(Atualizado no dia 10/4/1998)
Eudes Santana Se for bem monitorada, a produção de peixe na zona rural pode dar uma grande contribuição na dieta alimentar da população pernambucana

O Interior está para peixe

Os projetos particulares são grandes responsáveis pelo crescimento do setor

Cláudio Castanha

Mas não são apenas os pescadores e donos de açudes que começam a ganhar dinheiro com peixes. A piscicultura com fins lucrativos está virando moda entre os fazendeiros e proprietários dos inúmeros parques rurais de lazer, tipo pesque e pague, espalhados por quase todas as regiões interioranas. Outros mantêm as varidades Carpas e Tambaquis nos açudes para suprir a parte produtiva da propriedade, como fazem os pecuaristas Slaibe Hatem, no município de Bezerros, ou Paulo Correia Neto, na Fazenda Faco, em Ribeirão

Para atender à demanda de tantos viveiros de peixe, Pernambuco dispõe de sete empresas especializadas na produção de alevinos, que estão realizando grandes negócios pegando uma carona na iniciativa do Governo do Estado de fomentar a todo o custo a produção de pescado no Interior. Só no ano passado, o governo estadual distribuiu, através da Secretaria da Agricultura, 1,5 milhão de alevinos para povoar cerca de 700 açudes e grandes reservatórios espalhados entre 128 municípios das regiões dos sertões doAraripe, Central, Pajeú, Moxotó, do Vale do São Francisco, Vale do Ipojuca e regiões do Agreste, em locais como Garanhuns, além do Alto e Baixo Capibaribe e dos municípios da Zona da Mata Norte e Sul.

Praticamente nenhum açude público deixou de receber alevinos neste governo de Miguel Arraes. Tornar Pernambuco auto-suficiente em pescado seria um propósito do governador, segundo seus colaboradores mais diretos. Para suprir as necessidades de peixamento e solicitações das prefeituras e associações das cidades do Interior, o Estado recorre aos centros de produção de alevinos que a Empresa Pernambucana de Pesquisa Agropecuária (IPA) mantém em Serra Talhada, Porto de Galinhas e na sede do Recife. Conta ainda com o apoio dos centros de produção do Dnocs, em Ibimirim, e do Ibama, na região de Suape.

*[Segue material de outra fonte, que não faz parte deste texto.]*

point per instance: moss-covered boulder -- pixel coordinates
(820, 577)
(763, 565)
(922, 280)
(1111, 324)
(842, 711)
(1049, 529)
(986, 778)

De acordo com o engenheiro de Pesca Roberto Maurício Batista, do Departamento de Recursos Pesqueiros (Derpe) da secretaria estadual da Agricultura, é propósito do Governo fomentar a piscicultura em sua plenitude,desde a garantia do fornecimento de alevinos, manejo e arraçoamento adequado até o tratamento com o pescado, a questão do meio ambiente e a utilização adequada dos apetrechos de pesca. Outra preocupação do pessoal do Despe é com relação à pesca organizada com fins econômicos, através de grupos associativistas. Um exemplo importante vem de Venturosa, onde a população e a piscicultura estão organizadas e produzindo renda, emprego e alimento adicional para a população.